Final Week of February May Prove Challenging on Wall Street
While stocks on Wall Street have been advancing in the past two weeks, they remain just short of treading on positive ground for the first time in 2010, an event that stock market players are no doubt eager for. The week ahead on Wall Street looks set to present numerous challenges as reports from various sectors become available. Most analysts are in agreement that the US economy is on its way to recovery, but not at a pace that is readily discernable by the people most affected – unemployed and financially embattled American citizens.
During the coming week Federal Reserve Chairman Ben Bernanke will be heading to Washington DC to present his report on the state of the US economy and monetary policy, addressing the House Financial Services Committee on Wednesday, following up with an appearance before the Senate Banking Committee on Friday. Washington DC is also the host for lawmakers who will be meeting to discuss various aspects of the Toyota recall, as well and addressing issues related to the Treasury budget and the health of financial institutions in the US. The conclusions reached with regard to the latter will determine whether more government intervention is needed.
Investors were not anticipating last week’s increase in the discount rate by the Federal Reserve to 0.75 percent, being a quarter percentage point rise. This move triggered a sell-off as investors speculated whether this increase meant that the Fed may be looking at raising the Fed funds rate, which is currently near zero, thereby impacting on consumer and company costs. However, these fears were allayed by Fed officials.
Tuesday sees the release of the December S&P/Case-Shiller index which measures home prices in twenty cities. It is anticipated that this will reflect a drop of 3.1 percent, following the 5.3 percent drop in November. The Conference Board’s Consumer Confidence Index is also due out on Tuesday, while the FDIC will release quarterly industry earnings, along with its list identifying banks considered to be vulnerable. Due on Wednesday is the government’s report on new home sales for January, which is expected to have risen slightly.

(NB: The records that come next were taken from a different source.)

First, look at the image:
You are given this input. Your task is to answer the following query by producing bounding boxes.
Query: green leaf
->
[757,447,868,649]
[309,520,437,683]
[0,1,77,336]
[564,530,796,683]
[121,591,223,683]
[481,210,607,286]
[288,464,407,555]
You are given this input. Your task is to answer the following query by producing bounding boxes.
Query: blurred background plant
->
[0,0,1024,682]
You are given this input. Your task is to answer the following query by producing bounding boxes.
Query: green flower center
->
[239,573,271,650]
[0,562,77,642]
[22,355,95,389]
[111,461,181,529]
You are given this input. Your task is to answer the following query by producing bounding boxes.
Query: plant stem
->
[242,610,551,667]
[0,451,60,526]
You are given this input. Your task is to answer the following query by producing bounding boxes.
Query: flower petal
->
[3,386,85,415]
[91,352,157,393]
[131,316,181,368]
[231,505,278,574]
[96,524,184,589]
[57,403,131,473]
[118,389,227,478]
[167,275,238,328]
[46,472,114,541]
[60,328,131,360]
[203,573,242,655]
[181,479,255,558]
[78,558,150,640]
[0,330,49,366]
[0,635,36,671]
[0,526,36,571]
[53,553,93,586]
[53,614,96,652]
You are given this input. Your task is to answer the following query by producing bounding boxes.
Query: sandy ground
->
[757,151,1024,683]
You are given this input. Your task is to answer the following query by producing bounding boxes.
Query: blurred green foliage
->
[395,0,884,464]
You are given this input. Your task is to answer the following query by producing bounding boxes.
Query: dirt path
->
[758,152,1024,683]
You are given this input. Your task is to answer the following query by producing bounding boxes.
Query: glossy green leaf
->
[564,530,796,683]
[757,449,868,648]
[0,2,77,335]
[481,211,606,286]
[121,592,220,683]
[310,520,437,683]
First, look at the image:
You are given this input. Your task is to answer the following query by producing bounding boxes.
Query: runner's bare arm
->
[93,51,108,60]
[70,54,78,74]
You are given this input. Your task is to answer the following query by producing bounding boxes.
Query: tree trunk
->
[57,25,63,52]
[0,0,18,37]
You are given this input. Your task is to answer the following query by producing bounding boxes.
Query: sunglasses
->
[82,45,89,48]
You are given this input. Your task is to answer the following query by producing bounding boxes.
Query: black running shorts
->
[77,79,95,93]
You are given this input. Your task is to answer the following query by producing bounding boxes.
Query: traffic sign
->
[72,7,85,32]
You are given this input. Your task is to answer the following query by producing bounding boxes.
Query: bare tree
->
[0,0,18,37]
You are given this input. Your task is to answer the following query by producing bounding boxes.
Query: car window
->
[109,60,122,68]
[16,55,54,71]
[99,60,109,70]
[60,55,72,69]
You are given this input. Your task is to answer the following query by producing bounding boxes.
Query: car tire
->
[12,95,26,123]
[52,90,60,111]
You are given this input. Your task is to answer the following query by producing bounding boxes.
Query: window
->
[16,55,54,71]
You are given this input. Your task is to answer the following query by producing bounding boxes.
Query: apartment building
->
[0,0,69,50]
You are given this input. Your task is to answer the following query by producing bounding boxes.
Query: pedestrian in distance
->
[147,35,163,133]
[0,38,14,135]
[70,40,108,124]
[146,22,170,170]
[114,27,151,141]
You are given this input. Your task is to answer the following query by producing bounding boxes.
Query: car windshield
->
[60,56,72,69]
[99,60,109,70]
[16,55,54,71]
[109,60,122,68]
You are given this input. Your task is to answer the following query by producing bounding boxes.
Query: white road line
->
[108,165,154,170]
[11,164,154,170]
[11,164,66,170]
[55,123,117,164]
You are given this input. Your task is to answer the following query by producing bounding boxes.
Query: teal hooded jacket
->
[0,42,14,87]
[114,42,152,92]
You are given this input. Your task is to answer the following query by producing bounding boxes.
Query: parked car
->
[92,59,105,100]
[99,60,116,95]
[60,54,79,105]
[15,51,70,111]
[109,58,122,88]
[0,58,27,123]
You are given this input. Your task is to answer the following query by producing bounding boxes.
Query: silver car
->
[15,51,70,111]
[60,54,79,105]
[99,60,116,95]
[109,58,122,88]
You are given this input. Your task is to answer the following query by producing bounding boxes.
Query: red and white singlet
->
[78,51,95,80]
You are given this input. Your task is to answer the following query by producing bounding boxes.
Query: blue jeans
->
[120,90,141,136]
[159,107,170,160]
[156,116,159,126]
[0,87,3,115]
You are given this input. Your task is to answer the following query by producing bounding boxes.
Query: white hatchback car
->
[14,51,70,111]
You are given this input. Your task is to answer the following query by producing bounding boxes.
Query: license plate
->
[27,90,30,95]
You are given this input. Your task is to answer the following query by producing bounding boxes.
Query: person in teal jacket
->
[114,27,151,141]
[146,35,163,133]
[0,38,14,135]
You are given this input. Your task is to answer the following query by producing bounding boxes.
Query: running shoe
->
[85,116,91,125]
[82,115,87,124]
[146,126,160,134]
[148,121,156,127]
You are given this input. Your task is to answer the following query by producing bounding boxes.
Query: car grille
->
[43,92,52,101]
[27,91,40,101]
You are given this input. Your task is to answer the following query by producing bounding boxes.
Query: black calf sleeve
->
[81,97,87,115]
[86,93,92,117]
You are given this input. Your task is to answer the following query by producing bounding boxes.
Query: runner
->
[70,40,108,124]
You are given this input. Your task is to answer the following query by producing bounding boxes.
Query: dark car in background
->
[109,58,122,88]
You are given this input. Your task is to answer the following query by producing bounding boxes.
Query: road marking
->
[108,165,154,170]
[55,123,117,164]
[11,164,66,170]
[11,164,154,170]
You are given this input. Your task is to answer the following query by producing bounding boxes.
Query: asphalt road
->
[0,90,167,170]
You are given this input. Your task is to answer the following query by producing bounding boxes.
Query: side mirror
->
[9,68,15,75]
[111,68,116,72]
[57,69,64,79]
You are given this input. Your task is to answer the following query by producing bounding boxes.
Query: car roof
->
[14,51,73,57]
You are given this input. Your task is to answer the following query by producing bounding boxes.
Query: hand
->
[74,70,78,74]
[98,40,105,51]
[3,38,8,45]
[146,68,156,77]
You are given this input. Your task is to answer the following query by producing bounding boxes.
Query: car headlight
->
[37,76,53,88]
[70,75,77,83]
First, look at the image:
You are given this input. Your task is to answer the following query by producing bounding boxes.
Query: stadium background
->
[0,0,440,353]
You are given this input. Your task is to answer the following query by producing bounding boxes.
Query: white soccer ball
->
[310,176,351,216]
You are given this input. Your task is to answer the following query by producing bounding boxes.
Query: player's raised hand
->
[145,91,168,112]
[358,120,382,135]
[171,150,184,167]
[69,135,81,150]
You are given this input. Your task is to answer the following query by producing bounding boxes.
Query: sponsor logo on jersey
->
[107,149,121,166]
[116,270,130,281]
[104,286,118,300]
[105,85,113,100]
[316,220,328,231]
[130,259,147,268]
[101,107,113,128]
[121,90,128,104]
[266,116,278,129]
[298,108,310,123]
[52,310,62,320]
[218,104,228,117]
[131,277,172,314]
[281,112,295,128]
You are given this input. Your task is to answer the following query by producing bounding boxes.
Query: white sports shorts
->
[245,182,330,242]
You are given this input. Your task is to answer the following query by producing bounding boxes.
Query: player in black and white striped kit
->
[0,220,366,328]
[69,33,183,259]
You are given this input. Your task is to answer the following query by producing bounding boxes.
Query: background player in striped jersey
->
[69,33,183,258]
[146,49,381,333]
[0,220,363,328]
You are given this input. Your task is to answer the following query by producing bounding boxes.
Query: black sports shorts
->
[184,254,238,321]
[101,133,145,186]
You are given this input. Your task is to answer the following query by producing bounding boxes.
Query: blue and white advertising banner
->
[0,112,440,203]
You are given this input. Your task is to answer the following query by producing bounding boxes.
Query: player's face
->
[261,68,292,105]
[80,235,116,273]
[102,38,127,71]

Thursday kicks off with the US weekly jobless claims report, with new unemployment claims likely to have dropped to 460,000 from the previous week’s 472,000. However, it is anticipated that continuing claims will have increased to 4,570,000. Other reports due out on Thursday include the durable goods orders index for January from the Commerce Department, and the Federal Housing Finance Agency housing price index. Having been a contentious issue for some time now, observers on both Wall Street and Main Street will no doubt be interested in the outcome of the financial-industry executive compensation hearing to be held by the House Financial Services Committee. On Friday, the revised reading on consumer sentiment will be released by the University of Michigan, while the National Association of Realtors will make their report available in the morning session of trade.